Harris has continued to invest in the current stadium to upgrade the fan experience for NFL and non-NFL events but is also looking at the club’s next home. Brown said the Commanders’ eventual new venue will be designed as a world-class football stadium and to host the biggest concerts and special events on a global scale.

The Miami Dolphins are one of only five NFL teams that own their stadiums, joining the Commanders, Panthers, Patriots and Rams. That distinction allowed them to create the most lucrative single event for any NFL stadium, an F1 race.
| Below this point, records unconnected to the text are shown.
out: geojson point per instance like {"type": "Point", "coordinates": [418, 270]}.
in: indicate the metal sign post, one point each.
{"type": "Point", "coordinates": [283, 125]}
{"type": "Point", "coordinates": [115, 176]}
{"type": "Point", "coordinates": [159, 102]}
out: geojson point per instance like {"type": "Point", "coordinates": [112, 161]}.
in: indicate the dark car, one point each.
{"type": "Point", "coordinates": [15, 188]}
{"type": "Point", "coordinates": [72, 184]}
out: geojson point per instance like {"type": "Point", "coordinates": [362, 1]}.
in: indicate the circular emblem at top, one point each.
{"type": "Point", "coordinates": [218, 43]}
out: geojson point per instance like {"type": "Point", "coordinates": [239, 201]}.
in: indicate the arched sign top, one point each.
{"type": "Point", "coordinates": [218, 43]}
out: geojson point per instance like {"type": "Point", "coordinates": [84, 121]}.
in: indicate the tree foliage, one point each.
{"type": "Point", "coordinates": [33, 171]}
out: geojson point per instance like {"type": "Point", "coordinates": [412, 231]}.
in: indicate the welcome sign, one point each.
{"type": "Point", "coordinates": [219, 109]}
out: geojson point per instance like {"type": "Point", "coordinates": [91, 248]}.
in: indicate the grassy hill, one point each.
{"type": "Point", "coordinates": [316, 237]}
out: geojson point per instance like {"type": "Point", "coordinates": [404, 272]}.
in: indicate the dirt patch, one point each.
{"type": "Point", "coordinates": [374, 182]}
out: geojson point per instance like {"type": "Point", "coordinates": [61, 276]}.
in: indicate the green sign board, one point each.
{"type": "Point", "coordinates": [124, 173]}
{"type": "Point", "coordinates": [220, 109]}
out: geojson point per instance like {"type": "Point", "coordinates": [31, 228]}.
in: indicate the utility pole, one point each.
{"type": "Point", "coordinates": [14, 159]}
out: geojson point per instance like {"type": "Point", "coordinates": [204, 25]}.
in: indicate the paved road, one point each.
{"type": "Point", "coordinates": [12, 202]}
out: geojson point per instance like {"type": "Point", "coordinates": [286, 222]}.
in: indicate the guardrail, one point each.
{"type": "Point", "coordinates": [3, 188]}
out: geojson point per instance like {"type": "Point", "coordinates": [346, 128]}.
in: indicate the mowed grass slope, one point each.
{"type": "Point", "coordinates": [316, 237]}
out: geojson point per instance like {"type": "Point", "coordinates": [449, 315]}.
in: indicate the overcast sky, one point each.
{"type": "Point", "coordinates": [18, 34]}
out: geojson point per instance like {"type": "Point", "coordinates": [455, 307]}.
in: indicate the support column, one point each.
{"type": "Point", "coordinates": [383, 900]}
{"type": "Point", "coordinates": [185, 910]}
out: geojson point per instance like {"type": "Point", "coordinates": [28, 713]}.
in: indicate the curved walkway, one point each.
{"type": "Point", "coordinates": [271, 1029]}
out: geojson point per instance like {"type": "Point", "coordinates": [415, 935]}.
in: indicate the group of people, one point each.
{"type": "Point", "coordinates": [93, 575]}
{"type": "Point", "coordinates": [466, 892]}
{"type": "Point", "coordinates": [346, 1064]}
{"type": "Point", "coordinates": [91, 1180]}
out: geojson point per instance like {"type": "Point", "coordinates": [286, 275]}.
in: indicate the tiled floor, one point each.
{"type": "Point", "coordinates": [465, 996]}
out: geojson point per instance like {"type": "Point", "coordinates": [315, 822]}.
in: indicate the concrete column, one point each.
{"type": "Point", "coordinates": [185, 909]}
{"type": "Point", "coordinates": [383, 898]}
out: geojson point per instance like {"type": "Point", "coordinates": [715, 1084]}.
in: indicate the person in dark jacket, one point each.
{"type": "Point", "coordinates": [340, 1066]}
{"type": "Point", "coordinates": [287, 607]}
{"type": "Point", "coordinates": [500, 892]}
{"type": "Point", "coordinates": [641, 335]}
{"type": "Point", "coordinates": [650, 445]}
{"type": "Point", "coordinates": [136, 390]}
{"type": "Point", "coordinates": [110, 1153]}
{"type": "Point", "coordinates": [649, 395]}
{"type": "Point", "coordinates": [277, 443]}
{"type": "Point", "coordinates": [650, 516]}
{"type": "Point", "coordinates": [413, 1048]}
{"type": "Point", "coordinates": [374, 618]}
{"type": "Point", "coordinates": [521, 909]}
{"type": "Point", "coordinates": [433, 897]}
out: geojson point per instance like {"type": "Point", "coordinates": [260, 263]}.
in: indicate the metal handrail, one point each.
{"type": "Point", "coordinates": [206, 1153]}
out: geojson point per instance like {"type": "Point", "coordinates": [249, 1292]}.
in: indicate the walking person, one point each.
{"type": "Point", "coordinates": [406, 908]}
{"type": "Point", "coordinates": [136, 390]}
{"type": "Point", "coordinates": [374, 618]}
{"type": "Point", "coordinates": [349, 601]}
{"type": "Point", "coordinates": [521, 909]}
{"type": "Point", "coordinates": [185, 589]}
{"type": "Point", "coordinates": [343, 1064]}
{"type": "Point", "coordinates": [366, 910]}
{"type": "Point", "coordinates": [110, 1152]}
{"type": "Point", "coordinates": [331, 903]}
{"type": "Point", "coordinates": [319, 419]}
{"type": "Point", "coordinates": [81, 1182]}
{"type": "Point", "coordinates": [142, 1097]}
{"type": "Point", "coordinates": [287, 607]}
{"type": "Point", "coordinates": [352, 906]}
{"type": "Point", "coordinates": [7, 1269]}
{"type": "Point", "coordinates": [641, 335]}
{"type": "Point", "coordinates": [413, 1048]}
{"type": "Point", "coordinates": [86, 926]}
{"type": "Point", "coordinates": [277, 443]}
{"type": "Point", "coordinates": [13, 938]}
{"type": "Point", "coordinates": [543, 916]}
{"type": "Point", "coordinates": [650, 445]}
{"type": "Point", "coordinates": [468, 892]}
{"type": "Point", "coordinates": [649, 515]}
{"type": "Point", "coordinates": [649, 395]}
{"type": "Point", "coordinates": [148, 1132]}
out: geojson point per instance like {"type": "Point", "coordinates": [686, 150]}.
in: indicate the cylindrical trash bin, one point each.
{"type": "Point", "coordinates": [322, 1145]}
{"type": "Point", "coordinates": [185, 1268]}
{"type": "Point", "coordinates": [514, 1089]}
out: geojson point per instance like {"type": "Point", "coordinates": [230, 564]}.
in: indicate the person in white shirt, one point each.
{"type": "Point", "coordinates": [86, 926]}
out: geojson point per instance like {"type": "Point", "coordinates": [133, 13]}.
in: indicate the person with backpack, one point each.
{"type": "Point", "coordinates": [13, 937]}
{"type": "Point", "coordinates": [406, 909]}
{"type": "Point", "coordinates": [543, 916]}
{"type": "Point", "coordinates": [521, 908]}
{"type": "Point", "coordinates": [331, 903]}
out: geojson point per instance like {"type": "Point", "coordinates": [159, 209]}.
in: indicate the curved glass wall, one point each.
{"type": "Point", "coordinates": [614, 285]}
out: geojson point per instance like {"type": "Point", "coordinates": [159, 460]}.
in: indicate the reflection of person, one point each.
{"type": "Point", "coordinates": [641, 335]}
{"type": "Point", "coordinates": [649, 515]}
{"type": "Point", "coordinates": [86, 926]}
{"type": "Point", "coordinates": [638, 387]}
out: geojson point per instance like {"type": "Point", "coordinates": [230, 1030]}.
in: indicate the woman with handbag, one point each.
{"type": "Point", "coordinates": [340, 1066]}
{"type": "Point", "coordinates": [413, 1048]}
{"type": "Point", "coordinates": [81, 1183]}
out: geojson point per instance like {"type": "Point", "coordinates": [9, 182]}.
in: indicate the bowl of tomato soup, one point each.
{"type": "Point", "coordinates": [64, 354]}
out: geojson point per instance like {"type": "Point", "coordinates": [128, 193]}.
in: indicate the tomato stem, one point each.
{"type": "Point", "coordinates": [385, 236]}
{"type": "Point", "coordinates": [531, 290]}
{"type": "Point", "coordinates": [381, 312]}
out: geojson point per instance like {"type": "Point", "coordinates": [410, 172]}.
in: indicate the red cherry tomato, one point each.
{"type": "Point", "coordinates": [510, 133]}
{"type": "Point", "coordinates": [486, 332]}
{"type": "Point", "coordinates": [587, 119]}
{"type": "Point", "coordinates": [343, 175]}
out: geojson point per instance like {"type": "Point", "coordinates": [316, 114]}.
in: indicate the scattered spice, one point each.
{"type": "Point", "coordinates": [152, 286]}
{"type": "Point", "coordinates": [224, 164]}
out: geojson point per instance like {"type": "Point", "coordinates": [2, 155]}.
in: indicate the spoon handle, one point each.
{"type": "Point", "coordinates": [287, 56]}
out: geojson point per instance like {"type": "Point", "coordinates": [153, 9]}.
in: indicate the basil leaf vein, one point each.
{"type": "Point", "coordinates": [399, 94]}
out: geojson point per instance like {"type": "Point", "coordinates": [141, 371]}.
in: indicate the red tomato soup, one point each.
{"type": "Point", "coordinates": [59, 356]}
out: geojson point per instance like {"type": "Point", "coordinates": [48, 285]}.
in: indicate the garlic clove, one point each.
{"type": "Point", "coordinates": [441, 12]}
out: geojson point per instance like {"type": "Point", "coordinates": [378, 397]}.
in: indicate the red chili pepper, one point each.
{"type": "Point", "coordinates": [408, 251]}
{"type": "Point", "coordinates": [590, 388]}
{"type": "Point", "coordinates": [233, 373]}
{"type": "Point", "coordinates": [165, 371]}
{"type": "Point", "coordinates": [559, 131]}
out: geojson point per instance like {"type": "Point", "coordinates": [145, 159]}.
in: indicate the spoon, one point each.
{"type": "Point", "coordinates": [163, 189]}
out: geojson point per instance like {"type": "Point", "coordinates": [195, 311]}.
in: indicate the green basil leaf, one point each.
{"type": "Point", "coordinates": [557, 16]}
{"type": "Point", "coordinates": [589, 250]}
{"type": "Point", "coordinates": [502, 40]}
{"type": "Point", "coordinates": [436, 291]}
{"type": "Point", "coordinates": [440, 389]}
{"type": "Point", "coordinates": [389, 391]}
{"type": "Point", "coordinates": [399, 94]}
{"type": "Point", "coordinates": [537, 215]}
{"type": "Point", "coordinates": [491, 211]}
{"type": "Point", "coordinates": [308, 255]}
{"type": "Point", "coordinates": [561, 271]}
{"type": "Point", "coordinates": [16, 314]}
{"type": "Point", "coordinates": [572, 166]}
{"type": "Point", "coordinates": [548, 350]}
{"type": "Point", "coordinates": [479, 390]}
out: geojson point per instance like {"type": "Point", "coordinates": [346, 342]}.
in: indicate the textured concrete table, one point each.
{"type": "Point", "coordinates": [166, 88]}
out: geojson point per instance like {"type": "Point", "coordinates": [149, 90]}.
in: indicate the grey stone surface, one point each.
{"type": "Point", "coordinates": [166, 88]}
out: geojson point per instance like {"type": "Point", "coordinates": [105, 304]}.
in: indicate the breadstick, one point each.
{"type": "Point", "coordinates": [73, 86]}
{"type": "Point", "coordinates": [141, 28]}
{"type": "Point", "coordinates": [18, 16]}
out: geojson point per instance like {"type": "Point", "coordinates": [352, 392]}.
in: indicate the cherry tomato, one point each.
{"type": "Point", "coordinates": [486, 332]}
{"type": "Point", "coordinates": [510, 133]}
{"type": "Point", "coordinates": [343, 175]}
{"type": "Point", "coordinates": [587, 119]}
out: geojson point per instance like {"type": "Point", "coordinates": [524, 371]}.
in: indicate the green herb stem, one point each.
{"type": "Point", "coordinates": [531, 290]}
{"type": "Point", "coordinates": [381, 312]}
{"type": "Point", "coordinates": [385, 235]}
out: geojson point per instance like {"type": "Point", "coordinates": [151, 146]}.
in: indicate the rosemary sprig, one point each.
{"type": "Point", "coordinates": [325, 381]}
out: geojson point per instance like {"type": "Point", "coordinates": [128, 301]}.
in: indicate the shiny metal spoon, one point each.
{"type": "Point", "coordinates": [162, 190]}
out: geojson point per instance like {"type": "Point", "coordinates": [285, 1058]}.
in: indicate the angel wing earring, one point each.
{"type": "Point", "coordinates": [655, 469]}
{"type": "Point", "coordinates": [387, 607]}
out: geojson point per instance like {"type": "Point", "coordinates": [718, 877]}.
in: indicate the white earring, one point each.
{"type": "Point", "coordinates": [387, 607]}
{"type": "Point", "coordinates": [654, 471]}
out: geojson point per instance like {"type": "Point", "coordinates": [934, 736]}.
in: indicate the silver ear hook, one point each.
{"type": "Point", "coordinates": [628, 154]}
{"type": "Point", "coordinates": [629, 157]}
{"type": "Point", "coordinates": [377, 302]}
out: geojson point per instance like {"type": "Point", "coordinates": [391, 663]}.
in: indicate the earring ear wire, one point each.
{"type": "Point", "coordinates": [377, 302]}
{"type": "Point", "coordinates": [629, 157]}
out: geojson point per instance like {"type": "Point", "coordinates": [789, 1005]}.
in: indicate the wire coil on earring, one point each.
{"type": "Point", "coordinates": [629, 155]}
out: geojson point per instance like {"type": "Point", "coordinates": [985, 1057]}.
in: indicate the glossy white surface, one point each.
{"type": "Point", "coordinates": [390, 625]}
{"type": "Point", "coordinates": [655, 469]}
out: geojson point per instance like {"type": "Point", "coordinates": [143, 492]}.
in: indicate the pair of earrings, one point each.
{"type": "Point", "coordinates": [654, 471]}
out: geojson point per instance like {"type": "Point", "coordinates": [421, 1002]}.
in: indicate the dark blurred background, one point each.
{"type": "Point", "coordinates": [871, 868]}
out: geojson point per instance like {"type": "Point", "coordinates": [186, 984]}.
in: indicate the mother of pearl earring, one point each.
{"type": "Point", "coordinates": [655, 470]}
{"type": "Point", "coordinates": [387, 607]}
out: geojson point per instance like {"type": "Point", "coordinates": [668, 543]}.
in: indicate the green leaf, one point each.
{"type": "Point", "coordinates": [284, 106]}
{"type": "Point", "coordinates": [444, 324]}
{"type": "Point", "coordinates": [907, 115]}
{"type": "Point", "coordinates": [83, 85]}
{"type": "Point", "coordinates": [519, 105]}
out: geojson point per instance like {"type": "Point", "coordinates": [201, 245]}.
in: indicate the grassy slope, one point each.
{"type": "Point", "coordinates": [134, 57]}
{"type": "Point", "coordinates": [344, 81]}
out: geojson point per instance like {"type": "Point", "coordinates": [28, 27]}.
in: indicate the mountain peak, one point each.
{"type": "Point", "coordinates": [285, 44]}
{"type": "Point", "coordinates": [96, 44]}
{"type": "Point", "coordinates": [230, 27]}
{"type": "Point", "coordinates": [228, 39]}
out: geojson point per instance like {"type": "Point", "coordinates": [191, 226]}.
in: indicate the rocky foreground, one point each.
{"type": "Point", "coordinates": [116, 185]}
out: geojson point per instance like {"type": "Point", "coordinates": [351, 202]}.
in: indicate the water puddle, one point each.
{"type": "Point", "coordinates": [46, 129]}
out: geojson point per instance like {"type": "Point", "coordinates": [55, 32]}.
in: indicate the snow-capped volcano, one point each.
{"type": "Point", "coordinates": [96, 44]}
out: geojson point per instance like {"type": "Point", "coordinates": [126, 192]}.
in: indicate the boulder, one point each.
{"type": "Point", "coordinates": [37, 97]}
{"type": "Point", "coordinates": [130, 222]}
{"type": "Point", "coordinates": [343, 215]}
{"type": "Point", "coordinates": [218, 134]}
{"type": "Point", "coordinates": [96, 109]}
Stephen Ross has a 15-year agreement to host the Miami Grand Prix next to Hard Rock Stadium. The race economics were included last year when Ross explored selling an LP stake, with conversations ongoing. The race generates an estimated $45 million a year in EBITDA for Ross, and Sportico assigned a 10 multiple to cash flow and included the value in Sportico’s related businesses category for the first time, along with the value of the stadium and surrounding land. The business of the football team has also prospered coming out of COVID-19, helping push the total franchise value to $6.76 billion, up 29% and ranked seventh overall.

The Dolphins are headed for a record 2024 with revenue north of $700 million and will get a boost from Swift. Her first stop when her tour returns to the U.S.: three nights in Miami.